No que se refere às contratações públicas, com base na Lei federal nº 14.133, de 2021, é correto afirmar:
- A)Não são admitidos contratos da administração pública com consórcio de pessoas jurídicas.
Errada: a Lei 14.133 admite a participação e a contratação com consórcios em diversas hipóteses, não havendo proibição geral.
- B)O pregão não se aplica à contratação de serviços de engenharia em geral.
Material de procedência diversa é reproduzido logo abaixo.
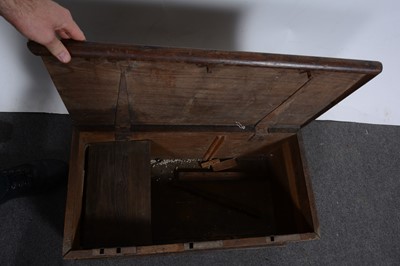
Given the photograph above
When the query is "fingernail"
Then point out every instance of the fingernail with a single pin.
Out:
(64, 57)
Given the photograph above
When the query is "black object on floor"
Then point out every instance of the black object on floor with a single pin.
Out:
(32, 178)
(354, 169)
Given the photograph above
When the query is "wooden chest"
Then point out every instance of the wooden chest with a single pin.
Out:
(177, 150)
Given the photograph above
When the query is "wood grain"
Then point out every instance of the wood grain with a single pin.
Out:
(117, 195)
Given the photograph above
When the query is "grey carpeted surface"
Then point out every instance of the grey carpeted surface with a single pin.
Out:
(355, 171)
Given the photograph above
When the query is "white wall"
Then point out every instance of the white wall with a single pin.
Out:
(348, 29)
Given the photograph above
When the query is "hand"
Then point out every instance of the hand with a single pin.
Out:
(44, 22)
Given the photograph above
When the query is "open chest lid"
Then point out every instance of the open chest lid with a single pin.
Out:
(142, 88)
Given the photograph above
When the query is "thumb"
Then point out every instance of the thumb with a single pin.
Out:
(58, 50)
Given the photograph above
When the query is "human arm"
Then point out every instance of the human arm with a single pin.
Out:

Errada: o pregão pode ser usado para serviços comuns de engenharia, desde que sejam bens ou serviços comuns, conforme a lei.
- C)Podem ser contratadas pela administração direta, sendo dispensável a licitação, compras com valores inferiores anuais a cem mil reais.
Errada: a dispensa por valor não é nesse patamar e não se formula como compra anual da administração direta nesse valor.
- D)Nas contratações que envolvam recursos provenientes de empréstimo de organismo multilateral podem ser admitidas condições peculiares constantes de normas e procedimentos das agências ou dos organismos.
Certa: a lei admite condições peculiares nas contratações financiadas por recursos de empréstimo de organismo multilateral, conforme o instrumento de cooperação ou financiamento.
- E)A Lei federal nº 14.133, de 2021, não se aplica a contratações de tecnologia da informação, haja vista a existência de legislação específica para tal fim.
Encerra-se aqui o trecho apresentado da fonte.